Community-Based Warviews, Resiliency and Healing Among the Internally Displaced Persons in Mindanao and the Karen Refugees on the Thai-Burmese Border
This dissertation explores the phenomenological realities of violence and trauma, resiliency and healing in two cases: the Karen refugees who are situated on the Thai-Burmese border and the internally displaced persons (IDPs) in Bukidnon and Cotabato provinces in central Mindanao, Philippines. Both of these displaced communities came as a result of constant fighting between government military and minority armed opposition groups, causing massive displacement of the civil population.
The results of this study indicate that warviews, defined as people's conceptualizations and articulations of their experience of war and displacement, inform resiliency and that resiliency, which constitutes people's capacity to survive, addresses people's warviews towards healing. Healing for the participants in this study connotes physiological and psycho-emotional, relational, economic, and political implications.
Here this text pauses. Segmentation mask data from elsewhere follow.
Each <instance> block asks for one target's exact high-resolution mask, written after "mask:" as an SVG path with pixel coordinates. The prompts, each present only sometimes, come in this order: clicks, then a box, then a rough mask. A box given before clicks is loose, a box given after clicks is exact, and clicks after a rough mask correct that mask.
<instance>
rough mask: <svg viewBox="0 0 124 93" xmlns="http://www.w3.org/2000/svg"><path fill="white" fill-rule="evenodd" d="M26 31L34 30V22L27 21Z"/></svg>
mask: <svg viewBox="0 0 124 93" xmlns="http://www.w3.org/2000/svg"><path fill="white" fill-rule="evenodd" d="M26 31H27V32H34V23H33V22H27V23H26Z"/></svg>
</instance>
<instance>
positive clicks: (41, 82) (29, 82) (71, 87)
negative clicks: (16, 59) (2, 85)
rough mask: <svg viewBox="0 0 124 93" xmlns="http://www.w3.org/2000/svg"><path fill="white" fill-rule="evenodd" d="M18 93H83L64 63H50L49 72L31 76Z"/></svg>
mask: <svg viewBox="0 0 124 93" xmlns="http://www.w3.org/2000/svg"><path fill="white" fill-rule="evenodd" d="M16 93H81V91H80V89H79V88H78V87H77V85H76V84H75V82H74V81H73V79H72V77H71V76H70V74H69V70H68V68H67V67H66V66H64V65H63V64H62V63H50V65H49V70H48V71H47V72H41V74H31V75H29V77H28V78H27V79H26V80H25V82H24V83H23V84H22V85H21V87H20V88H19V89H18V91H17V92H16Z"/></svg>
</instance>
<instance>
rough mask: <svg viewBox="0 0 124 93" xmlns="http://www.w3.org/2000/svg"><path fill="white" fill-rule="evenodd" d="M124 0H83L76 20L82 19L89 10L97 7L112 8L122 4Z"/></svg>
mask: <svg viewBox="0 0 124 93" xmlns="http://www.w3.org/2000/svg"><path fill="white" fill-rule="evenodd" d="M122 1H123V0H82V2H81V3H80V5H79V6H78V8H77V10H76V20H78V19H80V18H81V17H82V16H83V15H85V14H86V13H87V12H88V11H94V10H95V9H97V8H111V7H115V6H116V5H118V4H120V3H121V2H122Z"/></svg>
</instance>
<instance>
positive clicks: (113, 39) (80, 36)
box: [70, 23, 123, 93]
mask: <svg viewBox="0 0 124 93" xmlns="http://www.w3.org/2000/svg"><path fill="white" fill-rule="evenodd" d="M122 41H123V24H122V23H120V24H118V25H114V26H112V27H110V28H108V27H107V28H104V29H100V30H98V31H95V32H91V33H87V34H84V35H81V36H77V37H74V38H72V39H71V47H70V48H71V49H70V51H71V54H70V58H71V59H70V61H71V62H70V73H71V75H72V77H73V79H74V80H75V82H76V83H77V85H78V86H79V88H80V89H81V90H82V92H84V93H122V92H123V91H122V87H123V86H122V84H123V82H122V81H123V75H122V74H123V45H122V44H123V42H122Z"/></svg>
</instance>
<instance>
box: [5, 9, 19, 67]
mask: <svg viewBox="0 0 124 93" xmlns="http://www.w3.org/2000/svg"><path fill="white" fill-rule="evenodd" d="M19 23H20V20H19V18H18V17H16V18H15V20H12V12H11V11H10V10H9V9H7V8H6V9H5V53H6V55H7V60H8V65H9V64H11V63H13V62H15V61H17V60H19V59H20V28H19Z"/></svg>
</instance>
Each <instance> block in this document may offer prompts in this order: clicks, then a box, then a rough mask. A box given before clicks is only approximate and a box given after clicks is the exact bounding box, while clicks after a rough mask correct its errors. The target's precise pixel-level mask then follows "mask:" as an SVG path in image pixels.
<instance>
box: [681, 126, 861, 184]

This study concludes that no matter how victimized they feel about themselves, the IDPs in Mindanao and the Karen refugees, with further assistance from the international community, the NGOs and the governments of the Philippines (for the IDPs) and Burma as well as Thailand (for Karen refugees), are capable of naming and responding to their individual and collective sense of reality and they actively participate in their own healing and community building.